The single best technique is based on decision trees and random forests. “They're state of the art,” Langer claims. “They're super easy for people to learn, and they're super valuable.” A four-hour TDWI course he offers teaches students “the basics of Python, everything they need to know from the ground up, assuming no programming background whatsoever -- just the subset of Python they need to be productive.”

That perspective is also applicable for Excel users, Langer explains. “If you've ever written an Excel formula, you've written code, whether you think of it that way or not. It's all pretty much the same. When you think about using Python for analytics and data science, you're not actually engineering software from scratch, so you ignore all that stuff. You just focus on how to use the tools to get stuff done, which is very analogous to using Excel formulas.”

To get the highest ROI from traditional machine learning, what should enterprises be focusing on? “You don't need to learn a whole bunch of things to actually be radically productive to begin with. Most people look at a book and think, ‘Oh, my goodness, there are 50 different types of machine learning techniques in here. Do I have to learn all of them?’”

Langer’s answer is a definite “no.”

“There are essentially four fundamental techniques that you need to learn in the beginning,” starting with decision trees, which are just individual trees, like little nodes of yes/no decisions. “If you've ever seen an org chart, that's what a decision tree kind of looks like. Using decision trees is intuitive, so you learn the basics of machine learning focusing on decision trees.

“You can then use that knowledge to bootstrap up to what's called a random forest, which is just a collection of individual decision trees. Random forests are a production-quality, state-of-the-art machine learning algorithm, and they're really, really simple for people to learn how to use. You don't have to be a math genius (or even a math novice) to understand how they work, yet random forests give you all that power.”

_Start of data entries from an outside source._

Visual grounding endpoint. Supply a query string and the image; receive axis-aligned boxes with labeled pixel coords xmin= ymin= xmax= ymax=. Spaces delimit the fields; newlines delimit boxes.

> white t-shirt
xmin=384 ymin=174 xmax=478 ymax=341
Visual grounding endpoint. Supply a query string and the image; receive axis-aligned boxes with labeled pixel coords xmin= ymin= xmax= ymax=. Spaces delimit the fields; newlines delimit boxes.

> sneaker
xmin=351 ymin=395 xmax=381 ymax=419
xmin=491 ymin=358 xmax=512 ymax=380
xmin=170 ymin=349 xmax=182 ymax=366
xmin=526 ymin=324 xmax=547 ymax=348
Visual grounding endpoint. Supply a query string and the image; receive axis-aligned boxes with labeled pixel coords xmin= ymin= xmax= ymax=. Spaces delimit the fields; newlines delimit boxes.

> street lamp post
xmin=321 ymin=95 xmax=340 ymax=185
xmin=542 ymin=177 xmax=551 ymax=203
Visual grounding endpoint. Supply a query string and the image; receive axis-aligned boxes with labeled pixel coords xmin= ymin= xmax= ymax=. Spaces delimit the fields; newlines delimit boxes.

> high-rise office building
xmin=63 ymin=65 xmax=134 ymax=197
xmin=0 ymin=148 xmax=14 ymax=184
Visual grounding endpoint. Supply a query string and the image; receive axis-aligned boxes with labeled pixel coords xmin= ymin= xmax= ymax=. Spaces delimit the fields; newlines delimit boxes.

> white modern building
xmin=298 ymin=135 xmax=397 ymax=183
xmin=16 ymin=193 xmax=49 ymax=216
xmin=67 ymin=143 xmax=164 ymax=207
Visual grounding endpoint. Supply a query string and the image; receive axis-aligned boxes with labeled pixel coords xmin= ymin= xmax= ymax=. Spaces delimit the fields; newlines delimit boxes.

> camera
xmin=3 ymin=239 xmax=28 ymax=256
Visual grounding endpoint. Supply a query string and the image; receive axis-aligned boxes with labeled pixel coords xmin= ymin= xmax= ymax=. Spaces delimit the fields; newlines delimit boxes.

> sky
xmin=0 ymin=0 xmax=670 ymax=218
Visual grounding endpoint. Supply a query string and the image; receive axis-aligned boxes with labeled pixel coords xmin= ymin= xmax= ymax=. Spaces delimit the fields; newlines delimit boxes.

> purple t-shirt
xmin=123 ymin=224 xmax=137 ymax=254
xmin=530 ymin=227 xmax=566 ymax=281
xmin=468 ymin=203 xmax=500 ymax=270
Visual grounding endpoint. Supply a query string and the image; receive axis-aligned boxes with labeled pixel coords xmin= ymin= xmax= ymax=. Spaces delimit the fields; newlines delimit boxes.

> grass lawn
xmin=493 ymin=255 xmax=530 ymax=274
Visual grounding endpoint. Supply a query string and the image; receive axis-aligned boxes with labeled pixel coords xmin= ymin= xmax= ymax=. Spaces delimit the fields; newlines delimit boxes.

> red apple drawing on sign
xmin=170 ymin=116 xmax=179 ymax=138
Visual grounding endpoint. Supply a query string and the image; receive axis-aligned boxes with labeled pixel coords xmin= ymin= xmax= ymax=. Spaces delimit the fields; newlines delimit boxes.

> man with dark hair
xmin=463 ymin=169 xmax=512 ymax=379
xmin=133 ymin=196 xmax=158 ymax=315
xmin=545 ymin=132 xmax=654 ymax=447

Decision trees and random forests are what's known as supervised learning. “I can use them to predict those labels I was talking about. The next branch of machine learning that's very useful is clustering. I have a pile of data, you have a pile of customers, I have a pile of patients or insurance claims, whatever that pile of documents might be. I want to extract some hidden structure out of that data. I don't want to have to read through a thousand documents to understand what they're all about. Can I use the computer to group those and say, ‘Hey, those documents are all like these documents over here’ and help me out with that. That's what clustering -- cluster analysis -- is all about, which is a type of machine learning known as unsupervised learning.”

Two of the most popular unsupervised clustering algorithms are k-means (which Langer says is extremely easy for anybody to learn how to do) and DBSCAN.

“Those four things are enough to get you started and that's what we focus on in our TDWI machine learning bootcamp. They are easy for a broad audience to learn. They're state-of-the-art and they allow people to hit the ground running when they get back to work and actually do something that produces value.”